Intoduce tokio/async-based BFD implementation#795
Conversation
nicolaskagami
left a comment
There was a problem hiding this comment.
(doing a first pass for now focusing on the state machine)
Overall this looks great! This is exactly the place where the sans-io approach with proptesting is really strong. I see you made many of the same decisions I made when working on a similar project.
I agreed with all your TODO-correctness comments. It seems there are a few features missing from our current BFD implementation, so I wonder what our overall plan is for it.
I added a few suggestions which might be a little tiresome but I'd be more than happy to tackle them.

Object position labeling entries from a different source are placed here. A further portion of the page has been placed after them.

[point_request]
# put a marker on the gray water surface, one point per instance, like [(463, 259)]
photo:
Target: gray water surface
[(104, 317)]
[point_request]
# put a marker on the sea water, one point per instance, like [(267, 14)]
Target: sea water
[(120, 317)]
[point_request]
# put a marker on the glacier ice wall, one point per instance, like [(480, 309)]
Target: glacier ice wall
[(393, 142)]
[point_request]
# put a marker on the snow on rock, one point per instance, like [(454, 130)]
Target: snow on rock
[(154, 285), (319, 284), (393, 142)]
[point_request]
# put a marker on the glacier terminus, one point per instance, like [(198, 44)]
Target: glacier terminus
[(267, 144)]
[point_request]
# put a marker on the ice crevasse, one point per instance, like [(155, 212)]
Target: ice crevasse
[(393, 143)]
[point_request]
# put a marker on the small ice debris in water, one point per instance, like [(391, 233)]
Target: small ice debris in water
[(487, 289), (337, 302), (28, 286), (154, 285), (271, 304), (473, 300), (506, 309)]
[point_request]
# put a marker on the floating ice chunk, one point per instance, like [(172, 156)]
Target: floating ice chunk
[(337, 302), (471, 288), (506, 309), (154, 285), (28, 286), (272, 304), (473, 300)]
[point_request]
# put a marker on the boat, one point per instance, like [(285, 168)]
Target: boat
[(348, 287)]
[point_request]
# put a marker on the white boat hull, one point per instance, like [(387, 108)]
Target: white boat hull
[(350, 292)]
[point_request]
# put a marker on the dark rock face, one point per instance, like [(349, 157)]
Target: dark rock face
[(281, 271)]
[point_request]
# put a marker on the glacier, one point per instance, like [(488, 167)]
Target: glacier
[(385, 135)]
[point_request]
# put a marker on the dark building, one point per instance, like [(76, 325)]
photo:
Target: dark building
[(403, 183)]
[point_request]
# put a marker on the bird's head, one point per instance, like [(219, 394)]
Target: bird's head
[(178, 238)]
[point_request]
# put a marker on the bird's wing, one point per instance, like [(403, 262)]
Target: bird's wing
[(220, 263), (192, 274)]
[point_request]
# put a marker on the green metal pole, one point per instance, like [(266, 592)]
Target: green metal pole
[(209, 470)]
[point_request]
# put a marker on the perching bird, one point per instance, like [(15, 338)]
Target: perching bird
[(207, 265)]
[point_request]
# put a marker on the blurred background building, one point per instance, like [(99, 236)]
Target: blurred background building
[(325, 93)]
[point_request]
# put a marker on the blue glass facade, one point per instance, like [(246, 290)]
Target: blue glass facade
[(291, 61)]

| for mut config in configs { | ||
| // Backwards-compatibility protection: We now reject a detection | ||
| // threshold of 0 (as required by RFC 5880), but it's possible we | ||
| // previously persisted a config with such a threshold before adding the | ||
| // guards that reject them. Bump it up to 1 to ensure we don't panic in | ||
| // the `unwrap_or_else()` below. | ||
| if config.detection_threshold == 0 { | ||
| config.detection_threshold = 1; | ||
| } |
There was a problem hiding this comment.
Ideally we would enforce the NonZero detection_threshold in this input type itself so it's unrepresentable (as per "parse, don't validate").
There was a problem hiding this comment.
100% agreed, but this bubbles out to the persisted state, which I have no context for so didn't want to change as part of this PR. I'll file an issue that we should push NonZeroU8 out to both rdb and the API?

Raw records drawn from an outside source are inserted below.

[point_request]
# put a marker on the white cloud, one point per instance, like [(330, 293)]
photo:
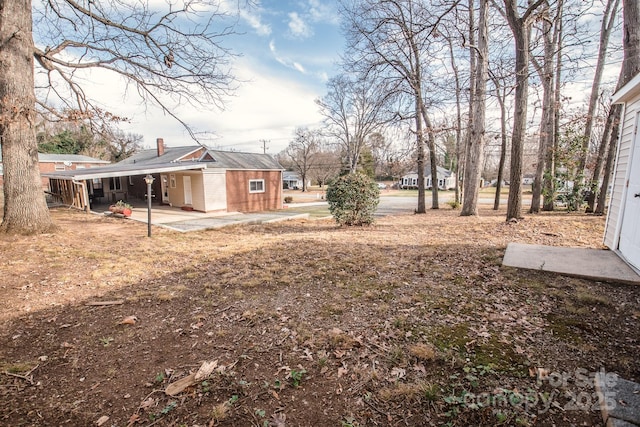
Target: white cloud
[(287, 62), (297, 26), (256, 23), (323, 12), (266, 106)]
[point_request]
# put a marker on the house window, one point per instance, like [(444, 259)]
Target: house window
[(115, 184), (256, 186)]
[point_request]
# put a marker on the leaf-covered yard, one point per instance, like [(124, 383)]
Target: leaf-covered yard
[(411, 321)]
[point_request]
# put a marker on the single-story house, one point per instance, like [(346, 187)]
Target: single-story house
[(528, 179), (446, 179), (622, 230), (61, 162), (189, 177), (291, 180)]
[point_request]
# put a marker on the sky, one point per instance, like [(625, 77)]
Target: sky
[(288, 48)]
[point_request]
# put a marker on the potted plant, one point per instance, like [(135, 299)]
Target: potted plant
[(121, 208)]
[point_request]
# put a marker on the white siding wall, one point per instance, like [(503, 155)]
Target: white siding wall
[(215, 188), (621, 171), (197, 192)]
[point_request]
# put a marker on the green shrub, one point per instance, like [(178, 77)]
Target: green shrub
[(353, 199)]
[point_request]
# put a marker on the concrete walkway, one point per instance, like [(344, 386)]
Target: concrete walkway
[(619, 400), (183, 221), (596, 264)]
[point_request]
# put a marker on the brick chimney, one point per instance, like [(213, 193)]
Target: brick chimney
[(160, 144)]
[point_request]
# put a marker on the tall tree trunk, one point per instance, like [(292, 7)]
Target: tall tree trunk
[(503, 146), (616, 111), (420, 156), (25, 208), (459, 144), (431, 142), (546, 124), (475, 158), (472, 76), (549, 178), (608, 21), (521, 34), (597, 171)]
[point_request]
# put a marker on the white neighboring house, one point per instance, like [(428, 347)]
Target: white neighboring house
[(622, 230), (446, 179), (291, 180)]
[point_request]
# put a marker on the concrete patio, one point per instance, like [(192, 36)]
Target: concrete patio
[(595, 264)]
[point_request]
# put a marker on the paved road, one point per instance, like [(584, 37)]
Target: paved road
[(192, 221)]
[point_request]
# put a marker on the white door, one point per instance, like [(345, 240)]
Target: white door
[(164, 181), (630, 231), (188, 200)]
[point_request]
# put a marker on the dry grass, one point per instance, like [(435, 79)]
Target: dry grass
[(391, 323)]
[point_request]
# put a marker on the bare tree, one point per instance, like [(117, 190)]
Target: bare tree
[(155, 52), (549, 34), (302, 152), (476, 145), (608, 21), (390, 38), (326, 166), (502, 90), (521, 27), (25, 209), (121, 145), (630, 67), (353, 111)]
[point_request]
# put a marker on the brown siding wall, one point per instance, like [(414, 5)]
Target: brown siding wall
[(238, 196), (51, 167)]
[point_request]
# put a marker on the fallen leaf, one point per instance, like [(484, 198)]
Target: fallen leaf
[(133, 419), (148, 403), (277, 420), (103, 419), (129, 320), (398, 373), (205, 370)]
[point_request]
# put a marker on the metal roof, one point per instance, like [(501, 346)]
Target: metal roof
[(75, 158), (123, 170), (148, 162)]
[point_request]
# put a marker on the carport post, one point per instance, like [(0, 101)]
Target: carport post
[(149, 180)]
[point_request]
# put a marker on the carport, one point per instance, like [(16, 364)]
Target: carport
[(79, 188)]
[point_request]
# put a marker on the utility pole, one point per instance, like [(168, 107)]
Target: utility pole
[(264, 145)]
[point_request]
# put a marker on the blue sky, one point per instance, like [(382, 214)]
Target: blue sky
[(288, 50)]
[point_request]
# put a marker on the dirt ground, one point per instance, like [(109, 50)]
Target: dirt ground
[(409, 322)]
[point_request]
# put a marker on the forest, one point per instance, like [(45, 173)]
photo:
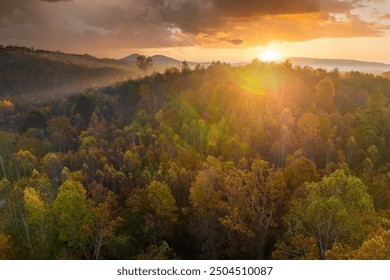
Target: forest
[(261, 161)]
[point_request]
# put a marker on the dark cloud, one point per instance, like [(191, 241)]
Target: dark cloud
[(80, 25)]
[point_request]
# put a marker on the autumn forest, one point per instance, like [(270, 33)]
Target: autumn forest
[(259, 161)]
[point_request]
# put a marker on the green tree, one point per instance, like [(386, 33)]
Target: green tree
[(73, 211)]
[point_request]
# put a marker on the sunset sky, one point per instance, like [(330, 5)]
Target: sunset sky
[(201, 30)]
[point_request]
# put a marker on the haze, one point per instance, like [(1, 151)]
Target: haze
[(201, 30)]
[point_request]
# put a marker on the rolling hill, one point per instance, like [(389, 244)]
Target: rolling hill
[(27, 72)]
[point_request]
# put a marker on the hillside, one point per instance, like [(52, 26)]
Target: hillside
[(259, 161), (344, 65), (159, 59), (25, 71)]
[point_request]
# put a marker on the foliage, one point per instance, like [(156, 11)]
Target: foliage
[(219, 162)]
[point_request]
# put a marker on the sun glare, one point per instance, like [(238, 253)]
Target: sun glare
[(269, 55)]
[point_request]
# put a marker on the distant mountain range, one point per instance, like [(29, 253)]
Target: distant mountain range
[(343, 65)]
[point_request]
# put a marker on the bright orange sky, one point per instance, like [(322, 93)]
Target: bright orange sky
[(202, 30)]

There was a problem hiding this comment.
Oof, ok, so I looked very briefly into this and I think we may have a slightly bigger landmine here than I thought. BfdPeerConfig is part of the versioned HTTP API, so it's defined in the mg-api-types-versions, and we'll follow the standard RFD 619 process for revving that type. If we wanted to change detection_threshold to a NonZeroU8, we'd:
- add a new API version
- add a new
BfdPeerConfigwith the changed field type - add either
FromorTryFromimpls to convert if we get requests from an older client (depending on whether we want to reject requests that have a multiplier of 0, or silently convert them to 1)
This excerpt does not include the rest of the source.